Anger Over Mayor’s ULEZ Protest 'Far Right' Comments

Sadiq Khan suggests opponents making common cause with conspiracy theorists

Protesters gathered outside the event at Ealing Town Hall

March 3, 2023

Sadiq Khan provoked anger on Thursday night after decrying a “far right” element among protesters who rallied against his plan to expand the Ultra low emission zone (ULEZ).

A crowd of people had gathered to express their opposition to the plan at Ealing Town Hall, where the Mayor of London was participating in a ‘People’s Question Time’ event.

Mr Khan was there to field questions from residents on a range of topics, from policing to housing, but his controversial ULEZ plan dominated the evening.

While most of the concerned audience members seemed solely worried about the ULEZ expansion and its financial impact, several protestors outside the event also cited conspiracy theories about so-called 15-minute cities and the supposed introduction of “social credit systems” in Britain.

Signs held by some of the protesters claimed that there would be an “end of free movement” as a result of schemes like ULEZ and a “UN agenda”. Others depicted Mr Khan with both a swastika and a hammer-and-sickle symbol.

Amid frequent heckles from the crowd who had gathered to ask him questions, Mr Khan said: “What I find unacceptable is some of those who’ve got legitimate objections [about ULEZ] joining hands with some of those outside, who are part of a far right group.

“Let’s be frank, let’s call a spade a spade. Some of those outside are part of the far right. Some are Covid deniers. Some are vaccine-deniers. And some are Tories.”

As the Mayor said this, members of the crowd shouted back: “We are not the far right – normal people are not the far right.”

Mr Khan later said: “There are people with legitimate concerns. We’re seeking to address those, and we’ll make sure we carry on listening, to make the ULEZ a success.”

The Mayor addresses the meeting at Ealing Town Hall
The Mayor addresses the meeting at Ealing Town Hall

Conservative Assembly Member Peter Fortune hit back at Mr Khan’s comments, prompting cheers from the crowd as he said: “You heard it didn’t you?

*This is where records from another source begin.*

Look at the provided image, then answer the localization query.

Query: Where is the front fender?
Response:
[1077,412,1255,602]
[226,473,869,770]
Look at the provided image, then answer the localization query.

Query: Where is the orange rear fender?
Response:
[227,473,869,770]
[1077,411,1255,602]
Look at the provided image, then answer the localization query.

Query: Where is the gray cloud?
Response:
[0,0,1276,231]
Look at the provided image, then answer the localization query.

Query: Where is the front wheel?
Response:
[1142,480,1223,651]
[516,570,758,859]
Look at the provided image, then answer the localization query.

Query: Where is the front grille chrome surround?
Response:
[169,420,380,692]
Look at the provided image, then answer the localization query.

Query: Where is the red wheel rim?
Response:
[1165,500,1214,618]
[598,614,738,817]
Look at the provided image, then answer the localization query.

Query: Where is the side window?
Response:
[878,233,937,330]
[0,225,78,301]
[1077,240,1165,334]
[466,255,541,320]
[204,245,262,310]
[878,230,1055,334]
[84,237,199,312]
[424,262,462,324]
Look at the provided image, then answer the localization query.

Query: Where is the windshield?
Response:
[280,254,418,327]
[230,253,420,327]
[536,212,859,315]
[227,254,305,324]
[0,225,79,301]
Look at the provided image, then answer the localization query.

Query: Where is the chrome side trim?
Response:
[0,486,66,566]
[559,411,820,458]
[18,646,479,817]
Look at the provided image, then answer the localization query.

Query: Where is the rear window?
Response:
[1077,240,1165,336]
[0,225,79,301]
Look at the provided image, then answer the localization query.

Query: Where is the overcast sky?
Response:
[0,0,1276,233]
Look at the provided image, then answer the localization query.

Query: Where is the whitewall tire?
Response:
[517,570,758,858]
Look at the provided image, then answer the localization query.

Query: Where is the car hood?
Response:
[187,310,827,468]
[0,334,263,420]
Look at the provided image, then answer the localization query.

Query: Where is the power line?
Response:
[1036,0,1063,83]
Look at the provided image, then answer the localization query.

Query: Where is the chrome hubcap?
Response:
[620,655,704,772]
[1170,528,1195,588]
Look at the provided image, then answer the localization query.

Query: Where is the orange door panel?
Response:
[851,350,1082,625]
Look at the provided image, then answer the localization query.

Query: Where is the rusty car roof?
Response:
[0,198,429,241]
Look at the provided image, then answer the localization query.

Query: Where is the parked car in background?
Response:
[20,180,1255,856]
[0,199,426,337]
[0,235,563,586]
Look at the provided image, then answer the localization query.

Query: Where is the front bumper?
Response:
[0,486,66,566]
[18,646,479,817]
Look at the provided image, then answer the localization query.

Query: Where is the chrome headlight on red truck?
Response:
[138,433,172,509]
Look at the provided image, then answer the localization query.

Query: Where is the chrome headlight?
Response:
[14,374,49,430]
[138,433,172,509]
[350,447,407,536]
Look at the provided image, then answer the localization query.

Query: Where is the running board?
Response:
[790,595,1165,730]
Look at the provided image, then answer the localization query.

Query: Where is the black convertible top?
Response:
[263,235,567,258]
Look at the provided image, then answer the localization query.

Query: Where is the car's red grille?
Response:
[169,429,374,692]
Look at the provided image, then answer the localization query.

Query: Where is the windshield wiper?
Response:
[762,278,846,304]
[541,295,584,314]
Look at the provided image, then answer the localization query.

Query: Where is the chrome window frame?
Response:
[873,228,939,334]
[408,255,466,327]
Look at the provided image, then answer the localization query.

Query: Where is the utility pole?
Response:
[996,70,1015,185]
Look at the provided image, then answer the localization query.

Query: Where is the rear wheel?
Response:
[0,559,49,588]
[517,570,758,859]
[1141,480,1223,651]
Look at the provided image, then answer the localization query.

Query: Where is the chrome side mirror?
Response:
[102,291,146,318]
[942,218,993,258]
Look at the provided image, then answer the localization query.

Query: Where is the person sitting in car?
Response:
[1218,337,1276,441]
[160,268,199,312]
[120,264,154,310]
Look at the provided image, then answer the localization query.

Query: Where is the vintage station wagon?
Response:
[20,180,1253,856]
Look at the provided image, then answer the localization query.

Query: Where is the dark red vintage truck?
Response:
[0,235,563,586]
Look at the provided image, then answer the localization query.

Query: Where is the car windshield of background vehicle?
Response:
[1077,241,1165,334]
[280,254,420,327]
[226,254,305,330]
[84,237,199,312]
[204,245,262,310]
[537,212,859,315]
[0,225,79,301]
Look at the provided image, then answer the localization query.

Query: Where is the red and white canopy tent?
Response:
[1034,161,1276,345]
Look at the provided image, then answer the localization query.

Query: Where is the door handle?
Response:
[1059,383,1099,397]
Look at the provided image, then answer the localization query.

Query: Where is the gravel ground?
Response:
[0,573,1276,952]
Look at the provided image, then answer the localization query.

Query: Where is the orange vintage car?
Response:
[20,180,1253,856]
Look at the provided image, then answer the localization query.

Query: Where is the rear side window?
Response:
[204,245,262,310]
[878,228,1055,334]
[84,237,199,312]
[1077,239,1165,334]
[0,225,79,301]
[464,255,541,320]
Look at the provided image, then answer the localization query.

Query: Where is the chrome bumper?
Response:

If you disagree with the Mayor, he’s going to paint you as far right.

“If you disagree with the Mayor, he’s going to say you’re a science-denier, he’s going to say you’re a Covid-denier, he’s going to say you’re a flat-earther, he’s going to say you think there are aliens in Buckingham Palace, and Mr Blobby shot Kennedy.

“He’s going to throw all this stuff at you, because he doesn’t want to address the fact you’ve got legitimate concerns.”

Peter Fortune AM at the event
Peter Fortune AM at the event. Picture: London Assembly

A range of questions were asked at the event, but ULEZ re-occured as a topic throughout. One audience member challenged Mr Khan on the fact that the ULEZ plan was not included in his 2021 election manifesto, while questions were also asked about how much evidence there was that the expanded ULEZ will significantly reduce pollution.

The ULEZ currently covers the area inside the North and South Circular Roads, but Mr Khan intends to expand the zone to cover all of Greater London – effectively taking it up to most roads inside the M25 motorway – on August 29. Drivers of non-compliant vehicles within the ULEZ have to pay a daily charge of £12.50.

The expansion plan has come up against opposition from councils in outer London and the home counties, who mainly argue that the zone’s expansion will do little to improve air quality – and is being introduced at the worst possible time, because of the cost of living crisis.

Mr Khan claims that five million more Londoners will breathe cleaner air if the ULEZ expands to cover the whole city and he points out that around 4,000 premature deaths in London per year are due in part to poor air quality.

A spokesman for Mr Khan said on Friday, “The Mayor completely stands by his decision to call out the vile messages on display outside the event in Ealing. Those who came to protest included some of most dangerous spreaders of vaccine conspiracy theories and people displaying Nazi symbols.

“Whether in London or in any other part of the country, dangerous conspiracy theories and abhorrent far-right activity should always be condemned in the strongest possible form.”